When cancer occurs, the common therapeutic options are surgery, radiotherapy, and chemotherapy. These may be administered alone or in various combinations. Hormonal therapy is commonly used as a first line therapy for prostate cancer. The choice of treatment depends on the size and location of the tumour, the extent of tumour spread, the patient’s age and general health. Each therapeutic option can have an impact on any or all of the functional abilities of the individual. The level of dysfunction that patients experience will depend on the type of therapy they undergo and their own coping skills.

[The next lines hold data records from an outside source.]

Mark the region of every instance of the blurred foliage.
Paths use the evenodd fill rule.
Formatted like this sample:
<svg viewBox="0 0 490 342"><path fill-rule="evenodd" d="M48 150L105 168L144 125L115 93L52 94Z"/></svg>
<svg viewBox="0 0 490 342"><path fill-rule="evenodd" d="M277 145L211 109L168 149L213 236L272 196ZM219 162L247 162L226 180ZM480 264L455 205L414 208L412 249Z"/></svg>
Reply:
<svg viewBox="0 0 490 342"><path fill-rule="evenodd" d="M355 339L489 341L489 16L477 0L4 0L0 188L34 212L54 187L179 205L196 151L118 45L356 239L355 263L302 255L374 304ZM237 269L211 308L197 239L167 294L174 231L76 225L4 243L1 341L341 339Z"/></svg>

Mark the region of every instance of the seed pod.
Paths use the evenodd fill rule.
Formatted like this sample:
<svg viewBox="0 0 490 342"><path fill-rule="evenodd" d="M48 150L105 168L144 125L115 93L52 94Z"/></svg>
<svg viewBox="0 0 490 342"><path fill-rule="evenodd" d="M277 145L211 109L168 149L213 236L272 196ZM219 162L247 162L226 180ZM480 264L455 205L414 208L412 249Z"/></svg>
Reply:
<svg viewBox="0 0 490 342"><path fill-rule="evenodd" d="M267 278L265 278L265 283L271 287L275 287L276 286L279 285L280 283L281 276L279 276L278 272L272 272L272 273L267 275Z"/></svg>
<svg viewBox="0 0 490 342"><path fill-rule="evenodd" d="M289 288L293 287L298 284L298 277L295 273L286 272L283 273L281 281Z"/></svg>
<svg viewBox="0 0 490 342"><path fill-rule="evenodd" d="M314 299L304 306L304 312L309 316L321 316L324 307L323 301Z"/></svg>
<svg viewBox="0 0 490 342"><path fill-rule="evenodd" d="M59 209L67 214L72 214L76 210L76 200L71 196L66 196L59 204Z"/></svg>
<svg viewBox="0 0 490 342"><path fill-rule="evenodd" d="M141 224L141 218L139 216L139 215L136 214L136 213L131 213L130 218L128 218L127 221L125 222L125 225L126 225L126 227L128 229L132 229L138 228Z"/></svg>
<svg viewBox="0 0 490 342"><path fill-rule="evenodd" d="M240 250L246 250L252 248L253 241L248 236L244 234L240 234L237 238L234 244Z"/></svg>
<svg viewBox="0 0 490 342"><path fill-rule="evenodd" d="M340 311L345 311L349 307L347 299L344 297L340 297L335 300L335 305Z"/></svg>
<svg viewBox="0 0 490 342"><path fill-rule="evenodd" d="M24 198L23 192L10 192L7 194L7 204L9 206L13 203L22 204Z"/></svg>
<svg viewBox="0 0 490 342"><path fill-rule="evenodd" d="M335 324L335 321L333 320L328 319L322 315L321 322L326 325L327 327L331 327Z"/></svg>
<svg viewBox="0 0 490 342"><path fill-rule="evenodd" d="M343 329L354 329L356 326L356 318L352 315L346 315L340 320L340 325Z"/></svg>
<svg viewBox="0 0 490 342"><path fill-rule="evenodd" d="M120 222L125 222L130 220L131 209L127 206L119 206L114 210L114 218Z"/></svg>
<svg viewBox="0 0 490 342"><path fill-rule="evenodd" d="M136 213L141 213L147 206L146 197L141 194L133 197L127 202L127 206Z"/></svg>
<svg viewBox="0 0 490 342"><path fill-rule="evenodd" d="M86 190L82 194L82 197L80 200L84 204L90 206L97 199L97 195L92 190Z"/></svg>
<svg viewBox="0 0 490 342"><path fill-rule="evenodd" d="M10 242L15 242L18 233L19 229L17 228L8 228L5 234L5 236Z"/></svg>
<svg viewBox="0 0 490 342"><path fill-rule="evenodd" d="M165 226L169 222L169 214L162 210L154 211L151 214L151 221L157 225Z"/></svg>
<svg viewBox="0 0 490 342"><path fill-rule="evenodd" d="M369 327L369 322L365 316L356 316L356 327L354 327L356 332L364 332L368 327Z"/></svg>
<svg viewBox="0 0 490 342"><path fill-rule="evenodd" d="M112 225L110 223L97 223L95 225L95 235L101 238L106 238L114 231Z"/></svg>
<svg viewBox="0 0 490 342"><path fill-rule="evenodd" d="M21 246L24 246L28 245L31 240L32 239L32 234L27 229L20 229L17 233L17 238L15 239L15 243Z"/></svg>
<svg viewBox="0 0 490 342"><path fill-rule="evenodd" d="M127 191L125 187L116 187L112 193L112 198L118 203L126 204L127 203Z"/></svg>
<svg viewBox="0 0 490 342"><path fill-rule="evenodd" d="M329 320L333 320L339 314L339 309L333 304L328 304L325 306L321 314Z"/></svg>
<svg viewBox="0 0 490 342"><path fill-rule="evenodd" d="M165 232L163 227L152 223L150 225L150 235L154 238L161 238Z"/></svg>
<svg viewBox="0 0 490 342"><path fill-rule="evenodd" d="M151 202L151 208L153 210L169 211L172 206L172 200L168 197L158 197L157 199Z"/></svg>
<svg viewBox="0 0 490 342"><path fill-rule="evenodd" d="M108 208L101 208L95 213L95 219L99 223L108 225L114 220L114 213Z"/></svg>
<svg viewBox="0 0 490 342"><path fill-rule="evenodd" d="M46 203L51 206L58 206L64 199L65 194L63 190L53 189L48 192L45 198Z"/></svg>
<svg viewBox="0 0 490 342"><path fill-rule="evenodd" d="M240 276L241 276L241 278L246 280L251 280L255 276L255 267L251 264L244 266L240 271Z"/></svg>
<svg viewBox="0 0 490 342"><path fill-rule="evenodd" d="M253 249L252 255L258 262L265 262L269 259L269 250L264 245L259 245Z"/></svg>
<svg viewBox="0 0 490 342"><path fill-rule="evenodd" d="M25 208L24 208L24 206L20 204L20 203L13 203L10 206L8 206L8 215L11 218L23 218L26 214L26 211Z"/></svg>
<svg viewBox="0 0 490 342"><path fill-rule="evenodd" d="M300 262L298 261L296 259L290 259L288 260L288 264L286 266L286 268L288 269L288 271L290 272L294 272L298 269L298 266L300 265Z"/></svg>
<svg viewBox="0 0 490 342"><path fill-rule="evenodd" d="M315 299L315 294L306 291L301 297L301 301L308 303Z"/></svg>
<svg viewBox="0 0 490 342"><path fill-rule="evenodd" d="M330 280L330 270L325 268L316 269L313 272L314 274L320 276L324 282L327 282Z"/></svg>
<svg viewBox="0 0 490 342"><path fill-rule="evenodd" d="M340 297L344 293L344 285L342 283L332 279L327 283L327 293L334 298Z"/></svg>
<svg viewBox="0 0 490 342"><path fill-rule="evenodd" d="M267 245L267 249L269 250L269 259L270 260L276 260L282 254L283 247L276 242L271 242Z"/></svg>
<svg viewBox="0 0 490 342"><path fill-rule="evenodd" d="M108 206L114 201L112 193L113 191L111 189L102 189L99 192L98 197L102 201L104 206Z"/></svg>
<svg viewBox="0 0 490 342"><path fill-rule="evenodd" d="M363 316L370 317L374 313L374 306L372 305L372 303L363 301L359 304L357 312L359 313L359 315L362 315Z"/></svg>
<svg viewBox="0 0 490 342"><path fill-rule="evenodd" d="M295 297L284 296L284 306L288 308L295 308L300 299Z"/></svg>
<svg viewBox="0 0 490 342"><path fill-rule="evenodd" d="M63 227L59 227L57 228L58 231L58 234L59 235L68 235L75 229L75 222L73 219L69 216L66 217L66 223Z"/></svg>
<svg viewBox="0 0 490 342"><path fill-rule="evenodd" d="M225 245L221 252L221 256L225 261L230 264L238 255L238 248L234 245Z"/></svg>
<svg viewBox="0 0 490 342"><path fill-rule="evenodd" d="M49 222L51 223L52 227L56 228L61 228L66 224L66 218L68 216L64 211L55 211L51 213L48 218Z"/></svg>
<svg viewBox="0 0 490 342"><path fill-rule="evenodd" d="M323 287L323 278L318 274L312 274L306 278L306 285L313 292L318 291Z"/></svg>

These descriptions apply to the health state experienced during cancer therapy (or following therapy in the case of surgery) and the following considerations should be noted:

  • only the short-term impact of the therapy is included, for example, the description for “after surgery” includes only the three to five weeks following the surgical procedure; the descriptions for radiotherapy and chemotherapy apply to the time during which the therapy is being administered;
  • many cancer patients receive more than one therapeutic modality. To understand their true emotional and physical state, the cumulative effects of the diagnosis of cancer, as well as administration of the various therapies, would have to be considered.

Surgery

Surgery is the most frequently used cancer therapy and cures more patients than any other single treatment modality. Surgery is necessary to determine whether a growth is benign or malignant and to obtain tissue that can determine the type of cancer and extent of spread at the time of diagnosis. For small, localized, easily accessible tumours, a complete resection (removal) of the tumour and surrounding margins (tissue around the tumour and perhaps nearby lymph nodes) can be performed with curative intent. For more advanced disease, total removal of the cancerous organ might be necessary.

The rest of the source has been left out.